Racing round and round: The little bug that could

Author

Head of X-Force Offensive Research (XOR)

IBM

The little bug that could: CVE-2024-30089 is a subtle kernel vulnerability I used to exploit a fully updated Windows 11 machine (with all Virtualization Based Security and hardware security mitigations enabled) and scored my first win at Pwn2Own this year.

In this article, I outline my straightforward approach to bug hunting: picking a starting point and intuitively following a path until something catches my attention. This bug is interesting because it can be reliably triggered due to a logic error. The error occurs in a specific state within an inter-process communication system, which then causes a use-after-free. Finding the bug required comparing the program’s code paths across its various possible states, a process I describe in detail. Equally intriguing is the bug’s origin and Microsoft’s approach to patching it. These topics are also covered in this post.

Hunting for 0-days: Where to start?

A common question I receive about vulnerability research is how to get started. In fact, picking a target and sticking to it might be one of the most difficult steps of the research process. The vulnerability discussed here is in the Microsoft Kernel Streaming Service (mskssrv.sys). Check out this blog post to get a general overview of the subsystem. In that post, I pointed out some characteristics of the MSKSSRV subsystem that might make it a good attack surface, specifically its inter-process communications (IPC) mechanism.

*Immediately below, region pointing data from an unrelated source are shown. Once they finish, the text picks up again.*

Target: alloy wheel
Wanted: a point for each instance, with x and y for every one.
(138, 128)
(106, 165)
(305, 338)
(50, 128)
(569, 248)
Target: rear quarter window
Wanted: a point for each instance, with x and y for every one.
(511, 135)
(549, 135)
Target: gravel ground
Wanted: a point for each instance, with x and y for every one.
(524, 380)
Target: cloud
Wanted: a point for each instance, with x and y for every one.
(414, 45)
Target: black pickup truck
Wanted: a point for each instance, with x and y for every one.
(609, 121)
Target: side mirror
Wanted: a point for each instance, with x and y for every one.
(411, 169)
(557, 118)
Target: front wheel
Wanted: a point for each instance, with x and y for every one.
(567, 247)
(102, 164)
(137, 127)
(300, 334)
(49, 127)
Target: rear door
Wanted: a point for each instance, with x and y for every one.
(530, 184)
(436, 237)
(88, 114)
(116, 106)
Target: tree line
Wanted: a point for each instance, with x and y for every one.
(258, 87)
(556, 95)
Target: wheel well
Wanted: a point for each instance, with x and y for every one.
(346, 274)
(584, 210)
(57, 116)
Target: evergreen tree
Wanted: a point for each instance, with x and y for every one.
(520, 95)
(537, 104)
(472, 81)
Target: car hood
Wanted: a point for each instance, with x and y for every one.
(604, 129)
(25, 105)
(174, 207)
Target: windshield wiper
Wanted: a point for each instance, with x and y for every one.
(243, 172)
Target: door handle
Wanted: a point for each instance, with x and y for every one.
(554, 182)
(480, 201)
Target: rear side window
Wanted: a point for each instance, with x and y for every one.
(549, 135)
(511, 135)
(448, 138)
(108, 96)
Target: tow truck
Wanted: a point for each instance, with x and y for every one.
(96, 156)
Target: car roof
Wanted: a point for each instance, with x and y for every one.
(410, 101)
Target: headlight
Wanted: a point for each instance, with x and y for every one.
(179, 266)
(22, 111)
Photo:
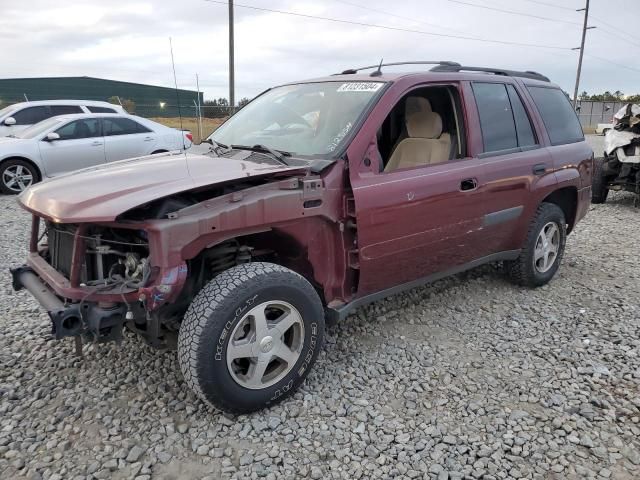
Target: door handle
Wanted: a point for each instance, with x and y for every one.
(539, 169)
(468, 184)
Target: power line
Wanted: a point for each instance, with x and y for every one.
(384, 12)
(618, 31)
(550, 5)
(621, 65)
(513, 12)
(387, 27)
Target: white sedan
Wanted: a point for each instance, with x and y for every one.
(71, 142)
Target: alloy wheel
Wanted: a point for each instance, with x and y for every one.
(265, 345)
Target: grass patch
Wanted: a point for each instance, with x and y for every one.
(191, 124)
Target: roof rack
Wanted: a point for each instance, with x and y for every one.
(443, 63)
(495, 71)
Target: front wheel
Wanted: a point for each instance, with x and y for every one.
(250, 337)
(542, 251)
(16, 176)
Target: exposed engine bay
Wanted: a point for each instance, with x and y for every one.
(621, 167)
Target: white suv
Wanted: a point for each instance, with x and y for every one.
(19, 116)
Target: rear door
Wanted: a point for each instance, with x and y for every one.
(126, 138)
(515, 161)
(80, 145)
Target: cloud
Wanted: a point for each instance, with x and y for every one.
(128, 40)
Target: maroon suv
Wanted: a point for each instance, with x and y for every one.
(317, 197)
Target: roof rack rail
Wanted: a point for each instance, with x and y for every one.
(495, 71)
(353, 71)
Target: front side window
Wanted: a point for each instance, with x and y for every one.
(31, 115)
(122, 126)
(306, 119)
(560, 121)
(86, 128)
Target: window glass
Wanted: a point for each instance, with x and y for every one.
(31, 115)
(557, 114)
(523, 124)
(122, 126)
(85, 128)
(496, 119)
(101, 110)
(38, 129)
(305, 119)
(65, 109)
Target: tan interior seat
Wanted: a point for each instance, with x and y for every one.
(425, 144)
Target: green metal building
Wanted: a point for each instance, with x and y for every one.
(144, 100)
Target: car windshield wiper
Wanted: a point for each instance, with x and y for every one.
(217, 146)
(277, 154)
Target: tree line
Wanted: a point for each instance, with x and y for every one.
(607, 96)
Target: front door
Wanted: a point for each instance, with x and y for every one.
(416, 219)
(80, 145)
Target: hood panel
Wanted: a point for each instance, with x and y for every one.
(100, 194)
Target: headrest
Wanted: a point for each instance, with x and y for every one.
(421, 121)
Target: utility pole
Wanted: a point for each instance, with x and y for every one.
(232, 101)
(581, 48)
(199, 109)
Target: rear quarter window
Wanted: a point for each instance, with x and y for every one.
(101, 109)
(560, 121)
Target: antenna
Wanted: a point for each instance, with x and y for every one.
(175, 81)
(378, 72)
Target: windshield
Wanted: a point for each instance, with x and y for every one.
(302, 119)
(39, 128)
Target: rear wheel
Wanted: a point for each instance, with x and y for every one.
(16, 176)
(542, 251)
(599, 190)
(250, 337)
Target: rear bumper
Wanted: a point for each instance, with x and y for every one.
(69, 320)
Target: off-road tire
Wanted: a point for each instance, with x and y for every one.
(210, 319)
(12, 162)
(522, 270)
(599, 190)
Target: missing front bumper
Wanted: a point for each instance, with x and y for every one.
(102, 323)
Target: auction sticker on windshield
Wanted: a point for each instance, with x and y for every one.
(360, 87)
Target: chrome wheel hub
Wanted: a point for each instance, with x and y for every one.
(17, 178)
(265, 345)
(547, 247)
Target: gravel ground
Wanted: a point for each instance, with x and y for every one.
(470, 377)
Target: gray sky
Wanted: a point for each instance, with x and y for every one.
(128, 40)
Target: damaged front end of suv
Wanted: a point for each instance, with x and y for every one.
(619, 169)
(101, 260)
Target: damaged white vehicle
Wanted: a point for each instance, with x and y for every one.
(619, 169)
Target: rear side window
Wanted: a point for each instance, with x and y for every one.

The code base of MSKSSRV is pretty small, and the last vulnerability in this subsystem I discovered was also independently exploited in the wild as a 0-day. I also heard about additional efforts from other researchers and companies to audit this driver. Because of this, I initially fell into the common trap of assuming there are no more bugs left to find in this attack surface. But, because I had suggested it in my previous blog post, I chose to trust my instincts and continue looking.

Lock lock: Who’s there?

A great way to get new research ideas is by staying informed on current research. I read an excellent blog post by k0shl that sparked the inspiration to hunt for a particular type of bug. In the vulnerability found by k0shl, an object’s reference count is initialized and incremented without proper locking, creating a use after free window. Despite k0shl’s bug being a userland bug and not in the kernel, the coding style of the vulnerable library reminded me of when I previously audited the MSKSSRV driver.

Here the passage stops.